A study intended to gain insight into prevailing ethical issues surrounding the use of deep brain stimulation (DBS) in adolescents with obsessive-compulsive disorder (OCD) has found that concerns relating to the conditions of paediatric patient decision-making, a lack of evidence on the outcomes and potential unknown effects of DBS in this patient population, and the importance of exhausting other treatment options before considering DBS, all featured prominently.
This study, which involved conducting semi-structured interviews with 25 clinicians to discuss DBS use in adolescent OCD patients, is published in Brain Stimulation by Gabriel Lázaro-Muñoz, an assistant professor in the Center for Bioethics at Harvard Medical School in Boston, USA, and colleagues.
“We identified OCD clinicians’ perspectives about the most pressing ethical issues when considering DBS for adolescents with OCD and examined considerations that appear to be exacerbated when using paediatric DBS for psychiatric, compared to movement, disorders,” Lázaro-Muñoz et al write in their report.
“To better understand the ethical and policy implications of the translation of DBS for OCD, further biomedical research and ethical examination of these pressing issues are needed. Particular attention should be paid to the effective development and implementation of DAs [decision aids] for paediatric DBS, clinician participation in data registries to expand the evidence base, and the establishment of clear guidelines for patient selection.”
The authors initially note that refractory OCD among adults was the first psychiatric indication of DBS to receive a US Food and Drug Administration (FDA) Humanitarian Device Exemption (HDE), and that—given this HDE approval and the encouraging evidence that has since emerged—exploration of DBS for OCD may be expanded to adolescents in the future. There is already a precedent for the transition of DBS in adults to children in the case of dystonia, they add, but tempter this by stating that the risk-benefit analysis of paediatric DBS for OCD may be more complex and raises different ethical questions compared to paediatric DBS for dystonia.
As such, Lázaro-Muñoz and colleagues set about investigating these ethical issues via semi-structured interviews with a total of 25 clinicians specialising in child and adolescent OCD, all of whom were trained in and had experience treating minors with refractory OCD. In their report, the authors also note that they sought to ensure these clinicians represented a range of clinical backgrounds—including psychiatrists, psychologists, and licensed professional counsellors—and that the sample consisted of clinicians practising in various regions across the USA.

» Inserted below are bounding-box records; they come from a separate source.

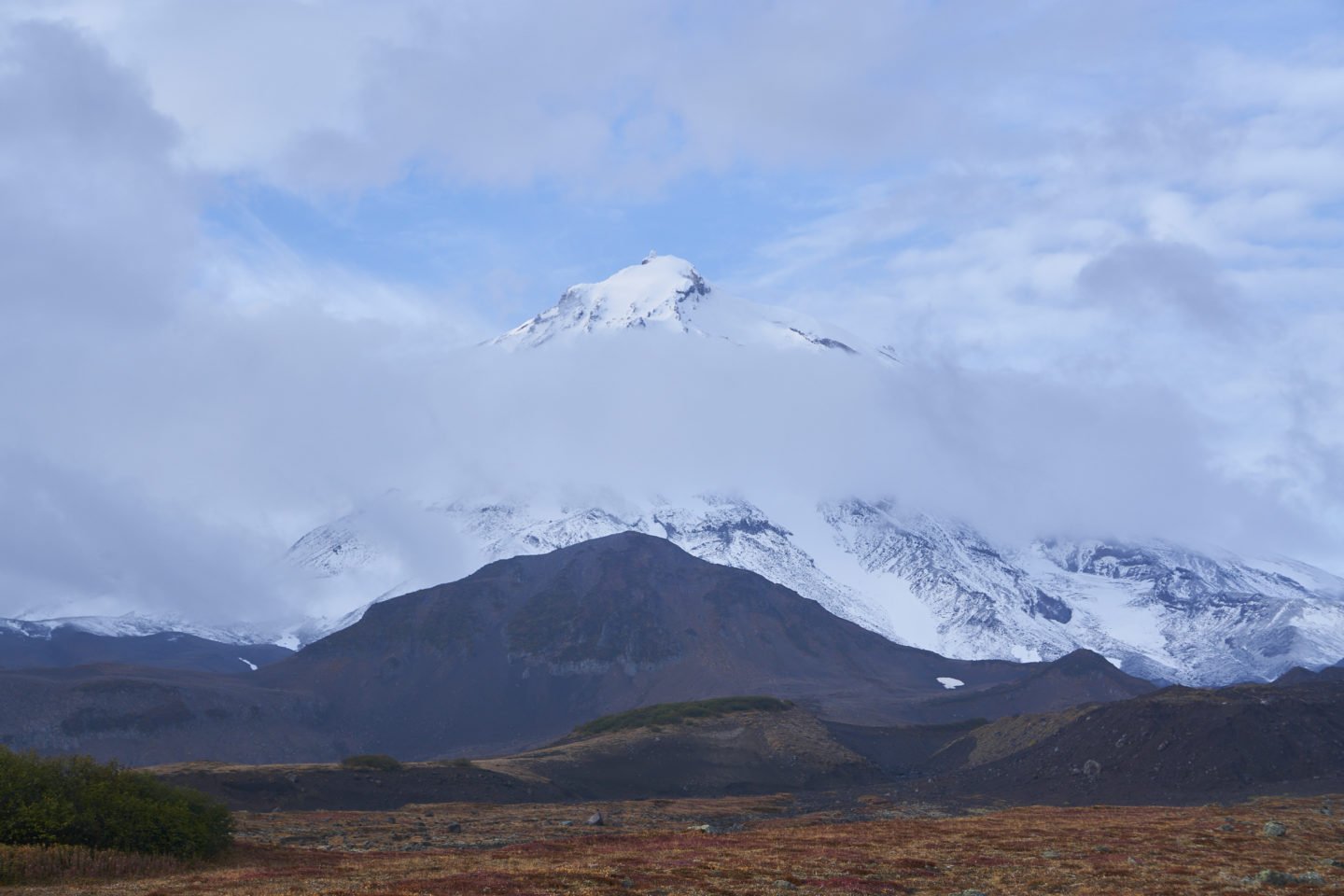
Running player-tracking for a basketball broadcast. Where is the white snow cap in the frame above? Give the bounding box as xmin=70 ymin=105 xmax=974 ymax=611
xmin=491 ymin=253 xmax=861 ymax=355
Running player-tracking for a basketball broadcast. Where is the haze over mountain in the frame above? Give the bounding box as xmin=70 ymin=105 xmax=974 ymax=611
xmin=275 ymin=255 xmax=1344 ymax=684
xmin=0 ymin=0 xmax=1344 ymax=698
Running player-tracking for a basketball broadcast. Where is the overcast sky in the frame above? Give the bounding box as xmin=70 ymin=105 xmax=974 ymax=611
xmin=0 ymin=0 xmax=1344 ymax=623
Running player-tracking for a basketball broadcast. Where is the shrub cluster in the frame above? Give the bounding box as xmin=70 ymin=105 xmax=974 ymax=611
xmin=340 ymin=752 xmax=402 ymax=771
xmin=0 ymin=747 xmax=232 ymax=859
xmin=574 ymin=697 xmax=793 ymax=735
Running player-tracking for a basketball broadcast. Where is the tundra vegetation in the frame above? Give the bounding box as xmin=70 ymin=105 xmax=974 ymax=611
xmin=5 ymin=792 xmax=1344 ymax=896
xmin=0 ymin=747 xmax=234 ymax=883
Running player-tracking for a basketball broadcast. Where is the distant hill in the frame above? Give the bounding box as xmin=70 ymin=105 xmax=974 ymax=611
xmin=257 ymin=532 xmax=1151 ymax=756
xmin=0 ymin=620 xmax=293 ymax=675
xmin=0 ymin=532 xmax=1151 ymax=763
xmin=926 ymin=679 xmax=1344 ymax=805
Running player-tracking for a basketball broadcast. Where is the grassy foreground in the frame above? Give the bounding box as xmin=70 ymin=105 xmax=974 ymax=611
xmin=7 ymin=795 xmax=1344 ymax=896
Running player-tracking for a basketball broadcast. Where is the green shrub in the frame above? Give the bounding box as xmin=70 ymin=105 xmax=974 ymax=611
xmin=0 ymin=747 xmax=232 ymax=859
xmin=574 ymin=697 xmax=793 ymax=736
xmin=340 ymin=752 xmax=402 ymax=771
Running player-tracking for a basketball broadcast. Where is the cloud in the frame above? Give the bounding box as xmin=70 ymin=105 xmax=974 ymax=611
xmin=0 ymin=3 xmax=1344 ymax=628
xmin=1078 ymin=241 xmax=1235 ymax=330
xmin=0 ymin=22 xmax=196 ymax=324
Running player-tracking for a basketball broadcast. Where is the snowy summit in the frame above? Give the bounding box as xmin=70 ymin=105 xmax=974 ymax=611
xmin=491 ymin=253 xmax=861 ymax=355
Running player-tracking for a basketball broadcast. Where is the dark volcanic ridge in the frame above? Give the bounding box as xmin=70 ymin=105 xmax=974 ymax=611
xmin=0 ymin=532 xmax=1151 ymax=764
xmin=153 ymin=682 xmax=1344 ymax=811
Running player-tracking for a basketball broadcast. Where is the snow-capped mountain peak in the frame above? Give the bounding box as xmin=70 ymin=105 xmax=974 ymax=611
xmin=491 ymin=253 xmax=885 ymax=356
xmin=493 ymin=253 xmax=712 ymax=345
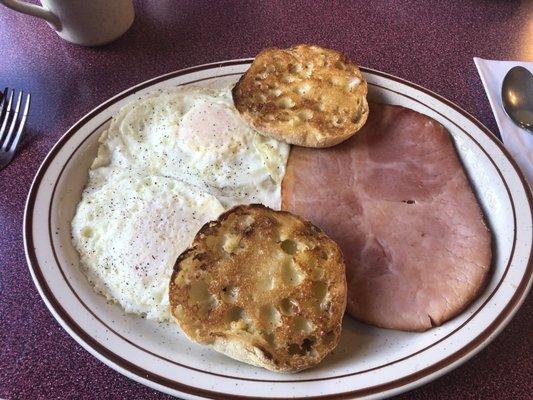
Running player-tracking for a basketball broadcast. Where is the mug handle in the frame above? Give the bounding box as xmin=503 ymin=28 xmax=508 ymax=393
xmin=0 ymin=0 xmax=61 ymax=31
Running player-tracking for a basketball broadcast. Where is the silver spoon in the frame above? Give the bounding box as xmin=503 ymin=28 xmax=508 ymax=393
xmin=502 ymin=67 xmax=533 ymax=132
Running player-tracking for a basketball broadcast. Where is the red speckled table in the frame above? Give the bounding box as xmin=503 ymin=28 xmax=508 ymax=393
xmin=0 ymin=0 xmax=533 ymax=400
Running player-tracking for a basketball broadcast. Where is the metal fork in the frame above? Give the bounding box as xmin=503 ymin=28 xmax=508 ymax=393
xmin=0 ymin=88 xmax=31 ymax=170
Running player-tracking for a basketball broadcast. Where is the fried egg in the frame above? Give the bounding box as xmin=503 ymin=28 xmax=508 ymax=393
xmin=72 ymin=176 xmax=224 ymax=320
xmin=72 ymin=87 xmax=289 ymax=320
xmin=89 ymin=87 xmax=289 ymax=209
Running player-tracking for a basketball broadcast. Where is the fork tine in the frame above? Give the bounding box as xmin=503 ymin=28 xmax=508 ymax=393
xmin=0 ymin=88 xmax=7 ymax=117
xmin=2 ymin=92 xmax=24 ymax=151
xmin=0 ymin=90 xmax=15 ymax=144
xmin=9 ymin=93 xmax=31 ymax=152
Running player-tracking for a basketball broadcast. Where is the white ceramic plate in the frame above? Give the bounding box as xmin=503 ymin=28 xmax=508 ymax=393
xmin=24 ymin=60 xmax=532 ymax=399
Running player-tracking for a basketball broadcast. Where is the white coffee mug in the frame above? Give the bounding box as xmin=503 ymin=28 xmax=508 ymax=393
xmin=0 ymin=0 xmax=135 ymax=46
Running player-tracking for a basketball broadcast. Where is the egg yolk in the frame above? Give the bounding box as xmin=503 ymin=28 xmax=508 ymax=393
xmin=179 ymin=101 xmax=238 ymax=149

These interviews, which were an average of 50 minutes in length, were transcribed verbatim, coded with MAXQDA 2018 software, and subsequently analysed using thematic, qualitative content analysis in order to identify emergent themes. According to Lázaro-Muñoz et al, this analysis of the clinicians’ responses identified five pressing ethical issues:
- Conditions of decision-making, such as adolescents’ capacity to assent (noted by 80% of clinicians)
- Evidence, unknowns, and risk-benefit analysis, including the lack of robust clinical trials and potential effects on brain development (68%)
- Bias, undue influence and conflicts of interest that could potentially affect patient referral for paediatric DBS (28%)
- Access to paediatric DBS—specifically financial and geographical barriers (24%)
- Refractory status and exhaustion of other treatments prior to considering paediatric DBS (20%)
The authors also note that two of these five concerns—those relating to bias, undue influence and conflicts of interest, and to patient access—were highlighted as being relevant to both paediatric and adult DBS, while the remaining three were seen as being exacerbated in the paediatric DBS setting. In addition, when the clinicians were asked whether paediatric DBS therapy for psychiatric disorders raises different concerns to paediatric DBS for movement disorders, 44% described differences, 40% described both similarities and differences, and four clinicians (16%) maintained there were no differences.
As well as stating that “we need to be attentive to the ethical challenges that may emerge, and be prepared to take action to help ensure the wellbeing of children and adolescents” as this indication for DBS continues to be expanded, Lázaro-Muñoz et al conclude that strategies to address these clinician concerns include implementation of validated decision support tools and further research into the outcomes of paediatric DBS for OCD to help establish clear guidelines for patient selection.